Compared to the methodology presented by Rábago et al. [17], the present algorithm does not require fine-tuning of model hyperparameters. Also, it is not necessary to manually inspect EMG recordings for noisy trials (since they are automatically identified). Finally, it was evaluated with stroke patients which present a clinical challenge due to their compromised corticospinal tract integrity and compared with manual measurements of experts. However, Rábago et al. algorithm allows the identification of the cortical silent period which can provide additional information for clinical purposes, which cannot be currently computed with the presented algorithm.

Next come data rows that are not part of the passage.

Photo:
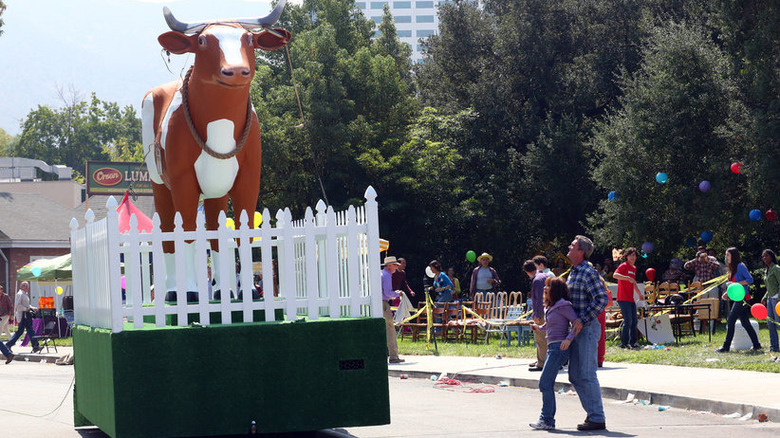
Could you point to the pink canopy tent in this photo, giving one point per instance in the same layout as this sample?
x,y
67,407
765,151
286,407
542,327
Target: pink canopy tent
x,y
125,210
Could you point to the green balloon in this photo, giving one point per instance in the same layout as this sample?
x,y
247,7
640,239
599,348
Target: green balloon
x,y
736,292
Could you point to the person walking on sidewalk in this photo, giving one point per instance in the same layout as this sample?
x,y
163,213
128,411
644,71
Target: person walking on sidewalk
x,y
6,310
388,295
740,310
23,313
772,281
589,298
625,274
537,301
558,316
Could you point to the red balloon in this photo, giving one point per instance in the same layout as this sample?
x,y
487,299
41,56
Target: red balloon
x,y
758,311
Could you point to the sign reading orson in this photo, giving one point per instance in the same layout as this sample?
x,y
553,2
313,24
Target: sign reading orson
x,y
115,178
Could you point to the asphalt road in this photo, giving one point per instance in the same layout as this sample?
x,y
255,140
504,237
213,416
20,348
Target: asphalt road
x,y
37,402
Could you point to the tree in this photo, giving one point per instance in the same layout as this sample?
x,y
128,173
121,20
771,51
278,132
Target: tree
x,y
6,143
681,114
78,132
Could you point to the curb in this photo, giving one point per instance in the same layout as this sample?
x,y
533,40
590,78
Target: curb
x,y
655,398
38,357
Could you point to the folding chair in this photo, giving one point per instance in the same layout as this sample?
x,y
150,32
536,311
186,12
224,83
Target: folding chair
x,y
46,339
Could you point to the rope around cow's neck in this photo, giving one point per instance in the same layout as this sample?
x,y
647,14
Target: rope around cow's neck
x,y
194,132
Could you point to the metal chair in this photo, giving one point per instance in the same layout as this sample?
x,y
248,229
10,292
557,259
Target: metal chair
x,y
46,339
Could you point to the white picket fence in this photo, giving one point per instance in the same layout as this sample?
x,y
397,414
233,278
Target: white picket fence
x,y
327,263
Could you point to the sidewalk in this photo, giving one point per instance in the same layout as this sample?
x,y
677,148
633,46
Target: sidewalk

The present study has limitations that need to be taken into account. First, the proposed method was tested in a low sample of stroke patients, though this was partially compensated by a large number of trials performed per patient. Second, MEP acquisition was not performed with a fixed maximum stimulator output, and this has been reported to affect MEP amplitude and latency [23]. Besides, there is no valid gold standard, with which to compare the proposed algorithm’s selection and computation of amplitude and latency, since manual measurements, even among experts, were not similar between them. However, to the authors’ knowledge, this is the first study that describes an automatic methodology for MEP selection and feature extraction and its evaluation with stroke patients’ data. Therefore, the proposed automatic methodology can provide a tool that enables neuroscience research groups to eliminate observer-dependent subjectivity during MEP features’ computation and could allow increasing the possibility of reaching more meaningful conclusions in stroke-related studies.

5 Conclusion

The proposed methodology had a performance similar to that of manual measurements from experts, regarding the selection of trials with MEPs and computation of MEP amplitude and latency. The main advantages of the proposed methodology are that it can decrease the time required for extraction and analysis of MEP features and the capability of performing computations without observer-dependent subjectivity.